Yer there is alot of good fish keeping places. The best thing about the British aquatics I find is they have the Aquatics Live, Everything there is sooo cheap and really cool.

I have had my eye on getting a sorta marble colored Plakat, I havn't seen any in British stores.

I am in year 11 and started I think around year 7 maby 6.


----------



## ollief9 (Mar 16, 2011)

horsyqueen said:


> The best thing about the British aquatics I find is they have the Aquatics Live


What's that?


----------



## horsyqueen (Nov 13, 2012)

Oh, it's a sorta like convention in London Olympia stadium. That last one was this year around November.


----------



## ollief9 (Mar 16, 2011)

Sounds awesome! Wish I lived in London now..


----------



## horsyqueen (Nov 13, 2012)

I went two years ago, I don't live in London so its hard to go in a way. I got a 15L glass aquarium kit, aquascaping tools, plants, loads of food and information leaflets.


----------



## Catfish Billy (Jun 27, 2012)

I find that eBay is the best place for buying fish supplies. A lot of other online sites have big postage costs.


----------



## horsyqueen (Nov 13, 2012)

Ebay sort of scares me as i hear loads of horror stories about other things that can be bought on Ebay.


----------



## ollief9 (Mar 16, 2011)

Just looking through the pictures of last year's convention on Facebook, looks pretty cool. Seems like there's lots of tanks to look at. I don't think I'll go though, it's too long a journey!


----------



## ollief9 (Mar 16, 2011)

horsyqueen said:


> Ebay sort of scares me as i hear loads of horror stories about other things that can be bought on Ebay.


Yeah all that nasty stuff from Hong Kong... takes weeks to arrive and pitiful quality.. although there is a good website I found that sell very good value filters and aquarium supplies here.


----------



## horsyqueen (Nov 13, 2012)

I understand.
Has anyone seen the state of Pets at Homes betta fish? The ones near me are dreadful and always stuck in the corner.


----------



## ollief9 (Mar 16, 2011)

The Betta situation in my local Pets at Home is dreadful. They're put in rows of tanks so they can see eachother and make eachother flare, which is extremely cruel and stressful for them. They are all in poor condition with ragged fins and dull colours, and tend to just hang there.

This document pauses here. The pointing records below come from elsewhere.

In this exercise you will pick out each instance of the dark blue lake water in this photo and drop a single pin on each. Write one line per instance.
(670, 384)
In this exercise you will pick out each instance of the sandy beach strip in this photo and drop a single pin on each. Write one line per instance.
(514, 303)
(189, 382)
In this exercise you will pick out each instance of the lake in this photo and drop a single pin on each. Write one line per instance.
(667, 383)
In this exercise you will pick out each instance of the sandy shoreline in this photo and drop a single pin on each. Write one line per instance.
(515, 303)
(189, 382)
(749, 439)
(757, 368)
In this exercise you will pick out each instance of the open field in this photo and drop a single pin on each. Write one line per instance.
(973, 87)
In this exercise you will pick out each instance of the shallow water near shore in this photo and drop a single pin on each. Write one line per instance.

I don't really like going into Pets at Home because it's kind of depressing. Loads of families taking the staffs' bogus advice and buying the wrong fish for the wrong tank. Plus there's loads of horrible 'starter kits' which are far too small for the fish they're advertised for and have cheap, nasty filters. Ugh.


----------



## horsyqueen (Nov 13, 2012)

Same here, thats why I got nephy.

Thanks for the site as well


----------



## ollief9 (Mar 16, 2011)

That's OK, there's another site I know but I can't remember its name at the moment


----------



## horsyqueen (Nov 13, 2012)

Thats ok, I found a cool light that i can use for one of my tanks as it needs a new light.


----------



## Catfish Billy (Jun 27, 2012)

Thanks for the site. I don't really go to Pets at Home and now I'm glad I don't. I remember feeling really bad when we had to give our baby guinea pigs away to them.


----------



## horsyqueen (Nov 13, 2012)

Yer I understand when I was little my parents gave my pet rabbits to the RSPCA.


----------



## ollief9 (Mar 16, 2011)

It's horrible to lose pets


----------



## horsyqueen (Nov 13, 2012)

So true, I got attached once to this ill bird I found in the garden till the RSPCA took him away


----------



## ollief9 (Mar 16, 2011)

Do you have any fish besides Bettas?


----------



## horsyqueen (Nov 13, 2012)

If your talking to me, yes I do.

I used to be a big fan of dwarf cichlids a few years ago I had dwarf cockatoo cichlids, other dwarf cichlids and butterfly chichlids. 
Right now I am left with my dads platy's and a white cloud minnow.


----------